Dalam logika peringatan tersebut, Hizbullah menempatkan tindakan IDF terhadap Beirut sebagai titik pemicu yang akan mengubah eskalasi menjadi serangan balasan yang diarahkan pada wilayah pusat pertahanan dan ekonomi Israel. Poinnya, keputusan Israel dianggap menentukan batas respons.

Kamati juga menekankan sikap yang tidak memberi ruang untuk kompromi, karena menurutnya perlawanan tidak pernah dirancang sebagai upaya sesaat atau “penghentian sementara” demi melindungi area tertentu. Ia menggambarkan konflik sebagai proses yang sedang berlangsung dan terus membuka peluang pembalasan.
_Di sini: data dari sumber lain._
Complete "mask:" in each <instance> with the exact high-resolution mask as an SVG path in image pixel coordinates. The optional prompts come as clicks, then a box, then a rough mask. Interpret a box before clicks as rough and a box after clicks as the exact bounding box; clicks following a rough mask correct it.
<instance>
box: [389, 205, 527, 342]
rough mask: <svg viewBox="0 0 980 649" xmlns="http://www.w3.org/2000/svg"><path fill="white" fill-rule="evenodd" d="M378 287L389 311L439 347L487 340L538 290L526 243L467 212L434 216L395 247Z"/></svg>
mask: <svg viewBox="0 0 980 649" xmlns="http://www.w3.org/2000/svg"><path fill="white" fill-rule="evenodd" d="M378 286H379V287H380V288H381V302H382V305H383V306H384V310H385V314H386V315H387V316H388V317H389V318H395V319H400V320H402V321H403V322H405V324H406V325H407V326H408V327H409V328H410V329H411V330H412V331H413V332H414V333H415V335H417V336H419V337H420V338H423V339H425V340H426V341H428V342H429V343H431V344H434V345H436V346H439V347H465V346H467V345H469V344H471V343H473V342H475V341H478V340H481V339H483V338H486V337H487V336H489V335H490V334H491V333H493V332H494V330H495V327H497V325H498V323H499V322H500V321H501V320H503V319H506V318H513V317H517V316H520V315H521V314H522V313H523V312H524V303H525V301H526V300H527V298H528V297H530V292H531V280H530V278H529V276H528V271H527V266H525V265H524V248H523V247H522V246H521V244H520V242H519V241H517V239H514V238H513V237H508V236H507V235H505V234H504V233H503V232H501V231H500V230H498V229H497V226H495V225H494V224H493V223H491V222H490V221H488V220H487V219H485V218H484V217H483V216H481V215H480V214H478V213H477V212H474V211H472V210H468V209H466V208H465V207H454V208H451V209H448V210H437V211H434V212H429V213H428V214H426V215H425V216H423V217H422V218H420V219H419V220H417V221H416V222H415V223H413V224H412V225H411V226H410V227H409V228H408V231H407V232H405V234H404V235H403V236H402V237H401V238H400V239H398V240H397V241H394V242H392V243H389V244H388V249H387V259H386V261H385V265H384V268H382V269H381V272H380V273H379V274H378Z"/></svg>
Selain itu, “persamaan baru” yang disinggung Hizbullah diposisikan sebagai kerangka penyeimbang dalam konflik, di mana wilayah yang disebut berkaitan dengan Dahiyeh dan Beirut ditempatkan sejajar dengan Haifa serta Tel Aviv. Dengan begitu, balasan diyakini memiliki ukuran yang setara sesuai arah serangan.

Dari pihak lain, Houthi memandang Israel tidak cukup hanya mengandalkan penahanan diri. Mohammed Alfrah menyatakan bahwa setiap pelanggaran akan memunculkan respons, sehingga pasukan Israel di bagian selatan tetap harus siap menghadapi ancaman harian yang dapat muncul lewat tindakan teror atau pembunuhan hingga ada langkah penarikan mundur.

Alfrah juga menilai bahwa jeda yang sempat terjadi saat negosiasi sebelumnya justru dimanfaatkan Israel untuk melancarkan serangan yang lebih agresif. Ia menggarisbawahi periode ketika pemboman Lebanon berlangsung selama 15 bulan tanpa tanggapan langsung, dan periode itu dikaitkan dengan fase perundingan bersama otoritas Lebanon.